Yahya Kemal Beyatlı, yukarıdaki mısraları kaleme alırken bugünleri bir şekilde görebilmiş midir bilmiyorum ama sanki tam da bugün yaşadıklarımız için kaleme almış insanın tüylerini diken diken eden mısralarını.
Evet, Türk ordusu dün olduğu gibi bugün de İslam’ın son ordusu ve Allah’ın namını yükseltmek için mücadele eden ordu…
Emperyalist güçlerin İslam dünyasına yönelik doymak bilmeyen sömürü iştahları sonucu Müslüman coğrafyası adeta tarumar olmuş durumda.
Batı, sömürgecilik zihniyetini dün olduğu gibi bugün de devam ettiriyor.
Gittiği her yere kan, ölüm, gözyaşı götüren bu zihniyetin karşısında maalesef şu ana kadar durabilmiş bir güç yok.
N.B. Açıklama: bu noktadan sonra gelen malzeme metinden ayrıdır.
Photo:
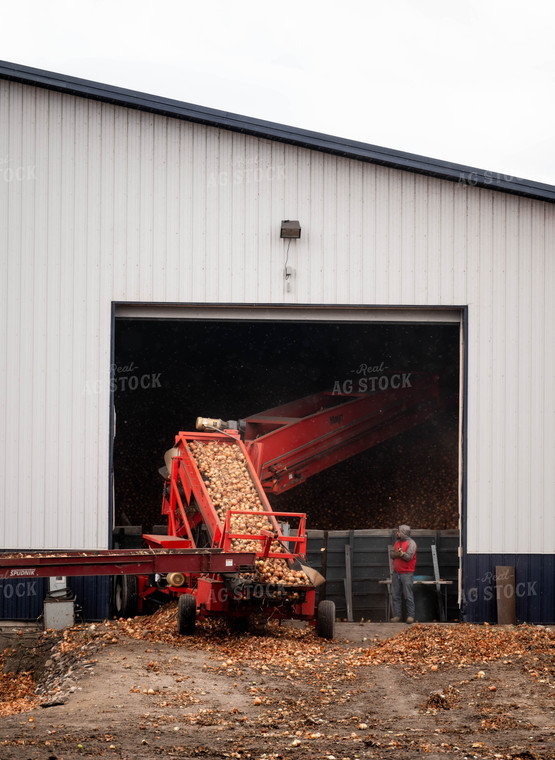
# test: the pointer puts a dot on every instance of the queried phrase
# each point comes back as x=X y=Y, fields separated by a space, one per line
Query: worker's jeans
x=401 y=585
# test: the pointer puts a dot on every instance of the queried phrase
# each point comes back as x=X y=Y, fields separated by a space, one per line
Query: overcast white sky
x=471 y=82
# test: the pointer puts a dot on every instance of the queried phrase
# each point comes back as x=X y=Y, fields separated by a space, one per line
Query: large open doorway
x=173 y=365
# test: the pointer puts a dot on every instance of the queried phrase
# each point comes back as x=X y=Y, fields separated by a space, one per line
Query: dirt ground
x=134 y=690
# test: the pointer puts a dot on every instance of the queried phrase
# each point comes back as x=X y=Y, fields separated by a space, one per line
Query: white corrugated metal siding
x=99 y=203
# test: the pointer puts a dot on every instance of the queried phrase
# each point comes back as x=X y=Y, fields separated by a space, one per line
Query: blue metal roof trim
x=466 y=175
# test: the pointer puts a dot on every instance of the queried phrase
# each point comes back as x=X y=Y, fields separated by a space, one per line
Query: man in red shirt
x=404 y=562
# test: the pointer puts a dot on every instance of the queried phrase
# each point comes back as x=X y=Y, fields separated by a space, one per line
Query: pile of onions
x=227 y=479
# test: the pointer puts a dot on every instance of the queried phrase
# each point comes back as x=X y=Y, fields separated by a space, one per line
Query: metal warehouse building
x=143 y=274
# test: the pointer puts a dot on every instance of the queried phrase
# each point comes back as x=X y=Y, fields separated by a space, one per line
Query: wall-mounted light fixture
x=290 y=229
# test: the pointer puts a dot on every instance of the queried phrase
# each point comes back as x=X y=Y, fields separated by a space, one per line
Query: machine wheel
x=186 y=614
x=325 y=625
x=126 y=596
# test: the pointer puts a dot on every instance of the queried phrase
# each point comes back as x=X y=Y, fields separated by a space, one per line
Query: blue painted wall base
x=534 y=587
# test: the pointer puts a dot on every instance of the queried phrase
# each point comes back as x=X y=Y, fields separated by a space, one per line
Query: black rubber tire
x=125 y=596
x=186 y=614
x=325 y=624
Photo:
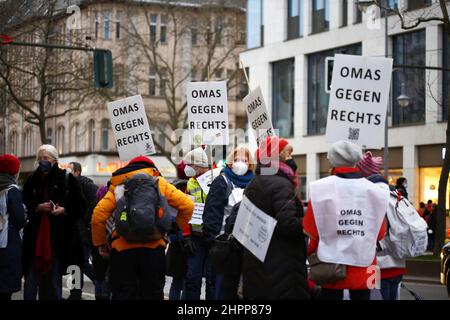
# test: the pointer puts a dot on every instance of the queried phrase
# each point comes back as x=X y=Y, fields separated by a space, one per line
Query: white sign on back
x=254 y=228
x=257 y=114
x=130 y=128
x=358 y=100
x=208 y=112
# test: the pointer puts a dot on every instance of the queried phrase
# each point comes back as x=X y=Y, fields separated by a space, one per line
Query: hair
x=76 y=166
x=241 y=150
x=51 y=150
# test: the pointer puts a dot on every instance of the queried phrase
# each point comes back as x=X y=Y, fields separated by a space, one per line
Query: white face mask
x=240 y=168
x=189 y=171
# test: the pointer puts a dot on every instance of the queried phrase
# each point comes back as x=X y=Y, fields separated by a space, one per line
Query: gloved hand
x=189 y=245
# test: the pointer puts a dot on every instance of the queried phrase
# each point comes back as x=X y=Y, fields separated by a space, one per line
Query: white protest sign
x=358 y=100
x=254 y=228
x=130 y=128
x=207 y=178
x=208 y=112
x=197 y=215
x=257 y=114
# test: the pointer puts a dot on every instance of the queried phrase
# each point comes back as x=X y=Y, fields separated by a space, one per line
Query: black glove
x=189 y=245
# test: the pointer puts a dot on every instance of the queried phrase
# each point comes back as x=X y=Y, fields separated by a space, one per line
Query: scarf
x=6 y=180
x=240 y=181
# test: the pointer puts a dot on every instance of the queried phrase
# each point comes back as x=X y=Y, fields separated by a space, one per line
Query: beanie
x=344 y=154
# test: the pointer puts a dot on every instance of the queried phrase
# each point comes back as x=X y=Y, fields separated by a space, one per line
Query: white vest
x=348 y=214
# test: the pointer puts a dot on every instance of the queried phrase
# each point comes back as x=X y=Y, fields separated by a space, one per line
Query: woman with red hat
x=12 y=219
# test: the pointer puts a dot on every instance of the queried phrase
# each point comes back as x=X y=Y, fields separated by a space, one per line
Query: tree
x=42 y=83
x=193 y=44
x=437 y=12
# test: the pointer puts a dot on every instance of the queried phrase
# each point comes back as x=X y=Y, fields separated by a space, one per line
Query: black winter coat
x=11 y=256
x=65 y=237
x=283 y=275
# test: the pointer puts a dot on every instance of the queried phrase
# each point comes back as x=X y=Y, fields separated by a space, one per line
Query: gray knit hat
x=344 y=154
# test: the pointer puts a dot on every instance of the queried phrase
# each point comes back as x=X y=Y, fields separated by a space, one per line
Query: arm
x=16 y=209
x=102 y=212
x=178 y=200
x=215 y=208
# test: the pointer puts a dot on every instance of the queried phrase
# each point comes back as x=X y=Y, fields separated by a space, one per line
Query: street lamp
x=362 y=6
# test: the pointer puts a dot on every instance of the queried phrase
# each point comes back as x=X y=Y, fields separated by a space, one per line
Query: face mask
x=239 y=168
x=45 y=165
x=189 y=171
x=291 y=163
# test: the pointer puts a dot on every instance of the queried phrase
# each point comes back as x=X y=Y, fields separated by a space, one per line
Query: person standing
x=346 y=211
x=12 y=220
x=197 y=261
x=226 y=191
x=283 y=274
x=51 y=241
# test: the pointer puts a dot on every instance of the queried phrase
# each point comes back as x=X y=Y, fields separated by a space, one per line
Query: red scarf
x=43 y=250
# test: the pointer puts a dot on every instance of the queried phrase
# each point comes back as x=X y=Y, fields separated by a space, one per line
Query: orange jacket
x=106 y=206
Batı, kimi ülkeleri parasıyla, kimi ülkeleri ise ordusuyla ele geçirmiş durumda.
Bu iştahı kesilmek bilmeyen ve gittiği her yere zulüm götüren zihniyetin hedefinde şimdi de ülkemiz var.
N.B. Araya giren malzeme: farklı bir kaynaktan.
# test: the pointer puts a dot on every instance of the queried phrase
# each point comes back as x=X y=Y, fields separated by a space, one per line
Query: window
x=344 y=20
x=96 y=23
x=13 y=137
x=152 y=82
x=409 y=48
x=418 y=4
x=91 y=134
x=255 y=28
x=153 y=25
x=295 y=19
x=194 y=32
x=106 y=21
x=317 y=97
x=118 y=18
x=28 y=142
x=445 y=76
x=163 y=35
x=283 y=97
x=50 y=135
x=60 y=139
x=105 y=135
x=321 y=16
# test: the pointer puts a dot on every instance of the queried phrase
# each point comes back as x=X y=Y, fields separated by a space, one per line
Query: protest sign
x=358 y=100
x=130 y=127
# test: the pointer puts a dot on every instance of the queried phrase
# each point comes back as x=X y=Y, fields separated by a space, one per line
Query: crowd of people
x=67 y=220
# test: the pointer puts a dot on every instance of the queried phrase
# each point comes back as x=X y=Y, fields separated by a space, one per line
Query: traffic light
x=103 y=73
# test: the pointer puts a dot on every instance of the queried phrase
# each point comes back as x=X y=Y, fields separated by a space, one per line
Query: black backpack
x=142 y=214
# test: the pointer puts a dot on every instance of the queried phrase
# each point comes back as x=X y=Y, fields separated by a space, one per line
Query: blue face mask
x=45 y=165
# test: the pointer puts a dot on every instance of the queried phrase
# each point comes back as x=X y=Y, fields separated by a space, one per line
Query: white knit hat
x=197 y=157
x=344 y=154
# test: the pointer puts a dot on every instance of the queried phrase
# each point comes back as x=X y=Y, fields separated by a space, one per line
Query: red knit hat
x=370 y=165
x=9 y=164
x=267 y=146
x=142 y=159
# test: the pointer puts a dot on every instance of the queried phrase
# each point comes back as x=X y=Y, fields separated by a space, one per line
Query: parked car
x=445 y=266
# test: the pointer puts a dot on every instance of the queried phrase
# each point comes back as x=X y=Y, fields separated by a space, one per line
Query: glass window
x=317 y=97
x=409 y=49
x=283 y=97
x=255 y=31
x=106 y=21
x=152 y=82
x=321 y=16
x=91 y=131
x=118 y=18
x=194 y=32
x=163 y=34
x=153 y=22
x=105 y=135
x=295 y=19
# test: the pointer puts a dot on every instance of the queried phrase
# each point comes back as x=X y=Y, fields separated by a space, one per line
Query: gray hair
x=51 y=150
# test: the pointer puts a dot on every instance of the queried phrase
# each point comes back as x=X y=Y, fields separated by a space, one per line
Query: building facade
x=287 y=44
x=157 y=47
Bizim ülkemize fiili ve fiziki olarak girebilmiş değil lakin zihniyet bozukluğu açısından Batı hayranı olan aklı eksik bir sürü insanımız yok da değil!
Amaç belli: Irak ve Suriye’ye yapıldığı gibi Türkiye’nin de parçalanarak büyük planlarını gerçekleştirmek. Irak ve Suriye maalesef bu oyunu fark edemedi ve şu anda tam da kendilerine biçilen rolün bir gereği olarak parçalanmış durumdalar.
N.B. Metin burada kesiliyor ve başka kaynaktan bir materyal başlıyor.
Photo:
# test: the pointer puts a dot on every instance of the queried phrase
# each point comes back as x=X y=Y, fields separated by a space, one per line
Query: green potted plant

Türkiye ise bu oyunun bir figüranı olmamak, Irak ve Suriye’nin düştüğü kumpasa düşmemek için büyük bir mücadelenin içine girdi. Ülkemiz gerek ordusu gerekse milletiyle adeta Yahya Kemal’in şiirinde bahsettiği gibi bir fırtına olup esmeye başladı.
Her büyük mücadelede olduğu gibi ülkemizin vermiş olduğu mücadele de şehitlerimiz oldu.
Şehitlik kavramını her daim yaşayan bir millet olarak “Şehitliğe Âşık” bir milletiz.
Bu konuda söylenecek çok şey var ama şehitliğe âşık bir milletin şehitleri için söylenecek sözler zaten çoktan söylenmiş.
En iyisi sözü milli şairimiz Mehmet Akif Ersoy’a bırakmak:
Ey, bu topraklar için toprağa düşmüş, asker!
Gökten ecdad inerek öpse o pak alnı değer.
Ne büyüksün ki, kanın kurtarıyor Tevhid’i...
Bedr’in aslanları ancak, bu kadar şanlı idi.
Sana dar gelmeyecek makber’i kimler kazsın?
“Gömelim gel seni tarihe”desem, sığmazsın.
Herc ü merc ettiğin edvara da yetmez o kitab...
Seni ancak ebediyetler eder istiab.
“Bu, taşındır” diyerek Ka’be’yi diksem başına;
Ruhumun vayhini duysam da geçirsem taşına;
Sonra gök kubbeyi alsam da, rida namıyle;
Kanayan lahdine çeksem bütün ecramıyle;
Mor bulutlarla açık türbene çatsam da tavan;
Yedi kandilli Süreyya’yı uzatsan oradan;
Sen bu avizenin altında, bürünmüş kanına;
Uzanırken, gece mehtabı getirsem yanına,
Türbedarın gibi ta fecre kadar bekletsem;
Gündüzün fecr ile avizeni lebriz etsem;
Tüllenen mağribi, akşamları sarsam yarana...
Yine bir şey yapabildim diyemem hatırına.
Sen ki, son ehl-i salibin kırarak savletini,
Şarkın en sevgili sultanını Salahaddin’i,
Kılıç Arslan gibi iclaline ettin hayran...
Sen ki, İslam’ı kuşatmış, boğuyorken hüsran,
O demir çemberi göğsünde kırıp parçaladın;
Sen ki, ruhunla beraber gezer ecramı adın;
Sen ki, a’sara gömülsen taşacaksın... Heyhat,
Sana gelmez bu ufukalar, seni almaz bu cihat...
Ey şehid oğlu şehid, isteme benden makber,
Sana ağuşunu açmış duruyor Peygamber.